Barely, we will not find two people in Nouakchott disagreeing about the fact that the issue of the Syrian crisis and the current situation in Libya will be the most prominent themes of the visit, and that the Prince of Qatar, Sheikh Hamad bin Khalifa, would probably be carrying a lot regarding Arab consensuses yet to come relating to the Syrian file before the meeting of the Arab League that is scheduled to be held this weekend in Cairo at the end of the visit of the Arab observers to Syria. This comes amid fears among some people of a sudden change in the Mauritanian policy towards the Syrian file, what could pave the way for internationalizing the crisis more and more, in light of the decline of the Algerian position, not to mention that some Gulf countries are forcibly pushing the Syrian file towards the interface of the events.

More than one party say that the prince of Qatar will be carrying important Gulf promises to the Mauritanian President Mohamed Ould Abdel Aziz in return for changing his position on many regional issues, particularly the Syrian and Libyan files and the relationship with Tehran.

However, some of those who are loyal to the ruling regime in Mauritania exclude the fact that the focus would be during the visit on regional issues, and believe that the Qatari Emir Sheikh Hamad bin Khalifa is coming now to Nouakchott to launch a series of stalled developmental projects that have been affected by the estrangement caused to the relationship between the two parties.

Most of those say that the final statement of the visit will carry a lot of conventions, especially in the fields of reconstruction, education, health, and transport, and that Nouakchott will not change its foreign positions based non limited investments, through which its owners want to make profit before anything else.

Inappropriate timing:
Nevertheless, political parties who oppose the Mauritanian President Mohamed Ould Abdel Aziz do not see that the timing of the visit was appropriate; they even say that Qatar is maintaining double standards. According to them, at the time when Qatar is supporting the Libyan revolution, as well as the revolutions of Egypt, Tunisia and Yemen, it is now trying to consolidate the foundations of a totalitarian regime that its opponents agree that its departure is …

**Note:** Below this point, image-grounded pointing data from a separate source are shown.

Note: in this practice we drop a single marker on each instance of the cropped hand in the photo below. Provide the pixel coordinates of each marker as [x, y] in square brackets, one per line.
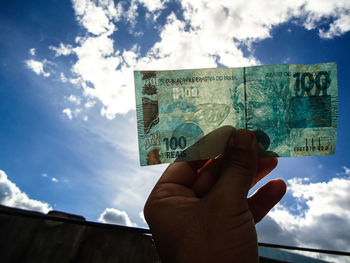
[200, 212]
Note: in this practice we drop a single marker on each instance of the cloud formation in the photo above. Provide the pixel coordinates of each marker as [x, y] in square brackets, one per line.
[115, 216]
[211, 33]
[11, 195]
[321, 217]
[37, 66]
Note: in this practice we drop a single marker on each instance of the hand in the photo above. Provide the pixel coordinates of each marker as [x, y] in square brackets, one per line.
[202, 214]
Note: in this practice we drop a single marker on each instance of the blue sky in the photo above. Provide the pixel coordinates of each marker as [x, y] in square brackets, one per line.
[67, 120]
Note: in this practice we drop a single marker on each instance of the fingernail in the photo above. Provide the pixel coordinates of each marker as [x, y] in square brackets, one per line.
[241, 139]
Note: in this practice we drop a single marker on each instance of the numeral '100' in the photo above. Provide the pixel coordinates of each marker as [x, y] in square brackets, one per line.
[174, 142]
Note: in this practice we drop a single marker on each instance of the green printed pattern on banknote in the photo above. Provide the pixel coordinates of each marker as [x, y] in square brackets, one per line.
[291, 108]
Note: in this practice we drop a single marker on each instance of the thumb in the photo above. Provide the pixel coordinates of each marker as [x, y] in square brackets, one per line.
[239, 168]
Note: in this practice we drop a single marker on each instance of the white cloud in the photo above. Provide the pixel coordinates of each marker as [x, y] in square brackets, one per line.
[154, 5]
[37, 67]
[96, 17]
[11, 195]
[322, 220]
[63, 78]
[68, 112]
[337, 28]
[62, 50]
[55, 180]
[74, 99]
[115, 216]
[89, 104]
[32, 51]
[212, 32]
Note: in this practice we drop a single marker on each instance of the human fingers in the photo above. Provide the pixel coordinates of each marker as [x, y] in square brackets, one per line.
[265, 166]
[183, 173]
[210, 174]
[266, 197]
[238, 169]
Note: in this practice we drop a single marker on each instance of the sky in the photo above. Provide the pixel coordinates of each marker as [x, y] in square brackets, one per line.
[68, 137]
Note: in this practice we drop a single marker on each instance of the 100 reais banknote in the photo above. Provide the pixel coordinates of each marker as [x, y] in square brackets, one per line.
[292, 109]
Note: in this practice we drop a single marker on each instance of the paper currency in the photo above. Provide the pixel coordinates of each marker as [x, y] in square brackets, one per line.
[292, 109]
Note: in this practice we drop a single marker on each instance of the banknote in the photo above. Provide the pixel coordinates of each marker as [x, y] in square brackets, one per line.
[291, 108]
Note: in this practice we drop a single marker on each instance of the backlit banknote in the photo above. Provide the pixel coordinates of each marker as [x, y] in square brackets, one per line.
[292, 109]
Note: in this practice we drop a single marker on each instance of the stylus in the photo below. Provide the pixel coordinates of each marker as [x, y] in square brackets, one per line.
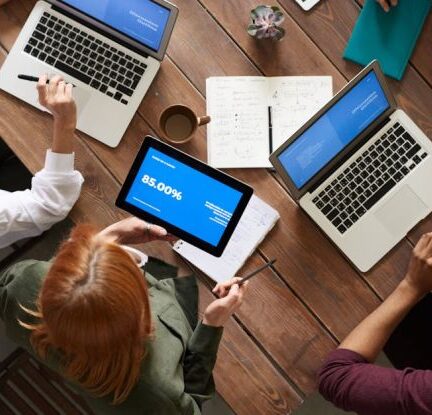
[257, 271]
[32, 78]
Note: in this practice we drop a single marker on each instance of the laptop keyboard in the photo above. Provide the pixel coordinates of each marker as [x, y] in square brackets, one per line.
[85, 57]
[366, 180]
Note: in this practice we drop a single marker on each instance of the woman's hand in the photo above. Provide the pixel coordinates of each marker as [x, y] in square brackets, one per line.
[419, 275]
[230, 299]
[385, 4]
[57, 98]
[136, 231]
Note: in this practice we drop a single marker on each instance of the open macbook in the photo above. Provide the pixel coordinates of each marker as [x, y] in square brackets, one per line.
[192, 200]
[361, 169]
[111, 50]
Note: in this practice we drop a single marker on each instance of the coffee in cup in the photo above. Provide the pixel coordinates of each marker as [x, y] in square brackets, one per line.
[178, 123]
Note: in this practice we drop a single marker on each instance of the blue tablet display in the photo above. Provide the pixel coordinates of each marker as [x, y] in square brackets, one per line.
[183, 196]
[142, 20]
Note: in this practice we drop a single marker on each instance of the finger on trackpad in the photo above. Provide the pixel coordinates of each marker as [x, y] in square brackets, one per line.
[82, 97]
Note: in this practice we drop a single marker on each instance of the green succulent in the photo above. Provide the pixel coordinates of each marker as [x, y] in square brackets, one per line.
[265, 23]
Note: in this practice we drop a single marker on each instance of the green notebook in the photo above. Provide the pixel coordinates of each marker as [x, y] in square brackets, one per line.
[389, 37]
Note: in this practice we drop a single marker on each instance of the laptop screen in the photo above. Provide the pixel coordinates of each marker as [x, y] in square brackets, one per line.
[142, 20]
[334, 130]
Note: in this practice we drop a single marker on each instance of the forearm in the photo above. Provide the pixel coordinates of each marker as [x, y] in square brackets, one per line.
[63, 137]
[370, 336]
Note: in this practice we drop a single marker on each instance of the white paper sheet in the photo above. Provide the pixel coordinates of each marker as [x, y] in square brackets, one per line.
[238, 135]
[257, 220]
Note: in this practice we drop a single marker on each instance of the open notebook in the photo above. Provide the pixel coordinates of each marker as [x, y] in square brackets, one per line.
[257, 220]
[253, 115]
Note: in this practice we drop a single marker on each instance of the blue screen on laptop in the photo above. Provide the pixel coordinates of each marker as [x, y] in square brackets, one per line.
[183, 196]
[334, 130]
[142, 20]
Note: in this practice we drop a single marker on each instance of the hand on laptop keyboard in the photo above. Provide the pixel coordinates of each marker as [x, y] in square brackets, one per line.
[56, 96]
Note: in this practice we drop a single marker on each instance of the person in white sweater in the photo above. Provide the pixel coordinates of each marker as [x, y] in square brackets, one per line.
[55, 188]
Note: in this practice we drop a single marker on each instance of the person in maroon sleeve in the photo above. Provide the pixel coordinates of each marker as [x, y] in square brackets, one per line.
[386, 4]
[349, 378]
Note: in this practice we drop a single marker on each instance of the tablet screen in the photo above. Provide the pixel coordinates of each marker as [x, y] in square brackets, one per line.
[195, 200]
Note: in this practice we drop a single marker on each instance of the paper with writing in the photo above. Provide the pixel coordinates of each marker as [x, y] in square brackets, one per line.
[238, 135]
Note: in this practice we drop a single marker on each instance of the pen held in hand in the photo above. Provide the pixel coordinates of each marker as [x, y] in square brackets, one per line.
[33, 78]
[257, 271]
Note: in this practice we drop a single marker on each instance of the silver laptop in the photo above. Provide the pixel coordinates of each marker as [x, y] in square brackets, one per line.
[111, 50]
[361, 169]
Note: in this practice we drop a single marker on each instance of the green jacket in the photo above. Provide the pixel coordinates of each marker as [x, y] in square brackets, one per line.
[176, 374]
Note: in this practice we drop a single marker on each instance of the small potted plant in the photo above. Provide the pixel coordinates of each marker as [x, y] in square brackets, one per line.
[265, 23]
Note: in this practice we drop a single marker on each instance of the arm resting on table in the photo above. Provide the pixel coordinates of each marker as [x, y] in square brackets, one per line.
[353, 384]
[54, 191]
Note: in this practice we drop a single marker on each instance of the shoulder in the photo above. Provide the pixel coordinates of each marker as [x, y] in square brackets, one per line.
[22, 274]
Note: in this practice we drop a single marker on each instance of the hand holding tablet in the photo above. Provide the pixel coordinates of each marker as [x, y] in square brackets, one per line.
[188, 198]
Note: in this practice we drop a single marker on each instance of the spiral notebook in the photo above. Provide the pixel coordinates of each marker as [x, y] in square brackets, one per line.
[389, 37]
[257, 221]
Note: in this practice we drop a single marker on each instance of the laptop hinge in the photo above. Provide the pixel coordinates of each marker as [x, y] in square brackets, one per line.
[100, 31]
[349, 154]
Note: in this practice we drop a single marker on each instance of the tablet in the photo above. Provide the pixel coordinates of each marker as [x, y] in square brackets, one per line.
[190, 199]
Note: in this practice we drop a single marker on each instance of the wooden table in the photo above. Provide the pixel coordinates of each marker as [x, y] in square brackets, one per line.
[293, 317]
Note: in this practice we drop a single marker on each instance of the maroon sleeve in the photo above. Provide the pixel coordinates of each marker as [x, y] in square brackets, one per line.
[352, 383]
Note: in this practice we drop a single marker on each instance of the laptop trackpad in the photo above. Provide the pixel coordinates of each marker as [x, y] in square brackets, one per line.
[82, 97]
[402, 211]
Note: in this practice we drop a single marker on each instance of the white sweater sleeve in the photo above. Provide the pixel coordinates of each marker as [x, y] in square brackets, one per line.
[54, 191]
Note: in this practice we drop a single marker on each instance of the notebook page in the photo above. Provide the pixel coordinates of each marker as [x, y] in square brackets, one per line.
[257, 220]
[237, 135]
[294, 99]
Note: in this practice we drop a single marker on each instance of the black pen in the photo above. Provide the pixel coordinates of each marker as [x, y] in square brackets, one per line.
[270, 129]
[257, 271]
[32, 78]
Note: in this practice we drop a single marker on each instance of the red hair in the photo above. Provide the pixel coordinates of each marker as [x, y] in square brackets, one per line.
[94, 308]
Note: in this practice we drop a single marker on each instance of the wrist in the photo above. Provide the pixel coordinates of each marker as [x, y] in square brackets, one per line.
[63, 138]
[65, 124]
[212, 322]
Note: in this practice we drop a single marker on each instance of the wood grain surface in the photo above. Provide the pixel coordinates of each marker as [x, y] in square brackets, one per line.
[292, 316]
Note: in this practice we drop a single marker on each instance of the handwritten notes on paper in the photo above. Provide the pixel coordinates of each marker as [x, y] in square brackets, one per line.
[238, 135]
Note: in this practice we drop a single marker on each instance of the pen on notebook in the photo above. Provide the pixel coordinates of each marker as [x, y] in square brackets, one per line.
[32, 78]
[270, 129]
[257, 271]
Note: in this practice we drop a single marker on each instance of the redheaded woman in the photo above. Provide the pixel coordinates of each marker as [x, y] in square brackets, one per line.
[128, 340]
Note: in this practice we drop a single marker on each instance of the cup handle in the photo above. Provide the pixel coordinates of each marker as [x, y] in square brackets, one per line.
[204, 120]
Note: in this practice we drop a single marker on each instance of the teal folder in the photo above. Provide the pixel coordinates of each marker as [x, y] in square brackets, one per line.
[389, 37]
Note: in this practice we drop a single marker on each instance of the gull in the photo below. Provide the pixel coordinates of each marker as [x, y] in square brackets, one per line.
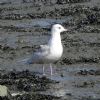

These parties believe that the Mauritanian President Mohamed Ould Abdel Aziz is trying, through giving concessions to the Qataris, to convince them to set some developmental projects that have been stalled since he assumed power through a military coup in 2008 so that to absorb the anger of the rebellious street, and to generate the Gulf funds to counter the signs of dehydration that their premises are terrifying the local population.

Opposition sources say that the opposition political leaders and the heads of the parliamentary blocs and figures, those who belong to them, would boycott the visit of the Qatari Emir to Mauritania via sending a negative letter to Doha that states that the timing is wrong and that the people are not satisfied with the support of the Qataris to the current regime in Mauritania.
Perhaps the most people who oppose the Qatari visit are the supporters of the late Libyan leader Muammar Gaddafi, who welcomed him with critical and cynical writings amid a Gulf anger that was unhidden by the Qatari Embassy in Nouakchott.

The daily newspaper “Al-Badil al-Thalith”, which is issued on behalf of the Movement for Direct Democracy, talked about a status of alert being found in the restaurants of Nouakchott after the visit of the Princess of Qatar, and it also went to ridicule him and his wife, describing him as disobeying his parents.